Some weaknesses in this area are the occasional guess-the-verb puzzles, including two about speech (commanding the mouse and lagaching), and the important puzzle about learning to use the rods (HIT GROUND WITH ROD, HIT ROD, etc. don’t work; only STRIKE ROD works, which is an odd construction).
Classifying puzzles into themes and allowing multiple logical solutions is the second effective design decision of Curses!.
** Information storage **
This is a smaller part of the game, but an important one. Like most plot-heavy games, Curses! has several info dump mechanisms. Babel has its memories, Theatre has its diary pages, and Worlds Apart has big cut scenes and actual, readable books. Christminster has its library.
Many of these suffer from one of two opposite problems: either everything is forced on you at once (like the book in Worlds Apart), or information is only available after extreme searching and can easily be missed (as in Christminster).
Curses! avoids this neatly by having three books (the history, the diary, and the dictionary) where you are very clearly told what can be looked up. Thus, every time you find a name, you can look it up in the history. Every time you hear a year, you can look it up in the diary. And every mythological name can be found in the dictionary.
This lets you reliably discover information at your own pace, which is the third effective design decision of Curses!.
Pacing and difficulty
The last decision has already been hinted at, but its the excellent use of pacing. The game opens with short paragraph or two that immediately sets the scene, gives you a goal, and encourages you to explore.

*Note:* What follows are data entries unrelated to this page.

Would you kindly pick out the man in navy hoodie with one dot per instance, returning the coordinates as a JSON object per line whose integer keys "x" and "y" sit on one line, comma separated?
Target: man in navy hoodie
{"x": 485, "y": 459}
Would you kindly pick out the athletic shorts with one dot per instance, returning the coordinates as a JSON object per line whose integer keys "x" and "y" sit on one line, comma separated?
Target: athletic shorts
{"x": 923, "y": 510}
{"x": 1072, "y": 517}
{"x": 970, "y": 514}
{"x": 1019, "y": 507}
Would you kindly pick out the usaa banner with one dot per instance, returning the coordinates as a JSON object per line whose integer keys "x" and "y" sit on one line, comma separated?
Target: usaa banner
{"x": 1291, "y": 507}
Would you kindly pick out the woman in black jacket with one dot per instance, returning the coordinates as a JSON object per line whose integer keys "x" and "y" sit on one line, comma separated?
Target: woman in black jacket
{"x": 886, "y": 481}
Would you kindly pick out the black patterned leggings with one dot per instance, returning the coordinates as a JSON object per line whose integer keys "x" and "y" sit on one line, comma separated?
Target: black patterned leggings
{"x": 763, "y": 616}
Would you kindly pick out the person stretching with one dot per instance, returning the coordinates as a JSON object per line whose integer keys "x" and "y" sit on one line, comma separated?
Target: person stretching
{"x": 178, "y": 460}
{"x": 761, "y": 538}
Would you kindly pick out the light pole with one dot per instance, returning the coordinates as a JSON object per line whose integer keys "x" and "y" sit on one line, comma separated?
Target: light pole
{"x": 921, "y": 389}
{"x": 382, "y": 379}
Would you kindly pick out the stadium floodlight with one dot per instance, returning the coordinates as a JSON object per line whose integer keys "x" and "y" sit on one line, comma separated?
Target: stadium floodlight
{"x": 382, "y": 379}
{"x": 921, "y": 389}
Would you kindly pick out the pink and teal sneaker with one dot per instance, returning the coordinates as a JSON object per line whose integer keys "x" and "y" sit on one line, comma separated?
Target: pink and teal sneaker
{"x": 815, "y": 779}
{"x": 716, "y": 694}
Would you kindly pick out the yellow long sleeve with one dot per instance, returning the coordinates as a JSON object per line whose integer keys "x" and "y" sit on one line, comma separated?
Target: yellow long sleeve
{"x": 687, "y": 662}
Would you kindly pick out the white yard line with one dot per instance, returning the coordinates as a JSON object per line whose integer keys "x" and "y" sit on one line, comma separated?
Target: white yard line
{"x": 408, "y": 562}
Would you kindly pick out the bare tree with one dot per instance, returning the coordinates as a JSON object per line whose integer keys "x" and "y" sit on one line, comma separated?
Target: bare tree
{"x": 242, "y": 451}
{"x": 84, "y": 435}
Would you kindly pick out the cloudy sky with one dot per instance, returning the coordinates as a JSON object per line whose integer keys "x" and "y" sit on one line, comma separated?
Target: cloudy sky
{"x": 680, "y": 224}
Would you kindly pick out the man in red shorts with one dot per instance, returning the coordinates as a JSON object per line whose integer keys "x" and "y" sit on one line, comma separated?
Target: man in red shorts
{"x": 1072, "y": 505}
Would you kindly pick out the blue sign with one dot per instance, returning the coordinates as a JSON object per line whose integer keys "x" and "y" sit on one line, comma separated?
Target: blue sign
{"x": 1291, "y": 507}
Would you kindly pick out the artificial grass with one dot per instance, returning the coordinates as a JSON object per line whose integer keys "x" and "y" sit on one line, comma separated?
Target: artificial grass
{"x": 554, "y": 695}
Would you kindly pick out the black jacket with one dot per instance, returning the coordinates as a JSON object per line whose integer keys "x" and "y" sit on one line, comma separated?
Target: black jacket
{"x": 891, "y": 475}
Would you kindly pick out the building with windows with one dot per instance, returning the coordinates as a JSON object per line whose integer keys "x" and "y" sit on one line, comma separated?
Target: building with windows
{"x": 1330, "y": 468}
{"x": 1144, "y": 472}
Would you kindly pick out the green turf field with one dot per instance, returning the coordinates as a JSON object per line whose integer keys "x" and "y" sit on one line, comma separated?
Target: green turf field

The initial area is small, allowing you to explore, and exploration gives you several natural mini goals. As you walk north, you disturb a key that falls down a floor. You find a map, but it’s in a jar whose lid you can’t grip. You find a cot that invites you to sleep, you find a pipe that needs tightening. All of this suggest things for you to do.
The game was intentionally designed so that players stuck on a puzzle can always be working on something else. The author has stated that this is why he added so many things to find in the attic; three secret doors, three portals to other worlds, a passage behind a fireplace, a skylight, a darkened area that you are nervous to enter.
He also deliberately removed a large chunk of the game because testers thought it was too much. Many epic-writers like to stuff a game full of as many puzzles as they can. It’s wise to consider player exhaustion when doing this.
Many of the slowest parts of the game are ‘spiced up’ by an appropriate quote or a joke. The quotes are carefully selected and contribute strongly to the overall feel of the game. Some of the jokes are pretty lame (“It’s a wrench, but you take it”, “Let’s call a spade a spade”), but they break up the monotony of the least interesting areas.
Finally, information is given as a reward, instead of having the author gleefully dump it on the player. This is something Midnight. SwordFight., Babel and Spy Intrigue did well, too; the backstory as reward encourages player exploration and is more effective than a purely point-based reward system. However, the player must know that information can be obtained and must not be starved for it; the second Unnkulia game, from before Curses!, literally does not tell you what you are trying to do in the game until the very last move.
Controlling the pace of the game through variations in difficulty and information rewards is the final effective design decision of Curses!
Curses! is not the perfect game. Its conversation system is minimal, there are some lingering guess-the-verb issues, and it is difficult to finish it without a walkthrough. But its clever design choices make it an enduring work, and I still regard it as my favorite game of all time.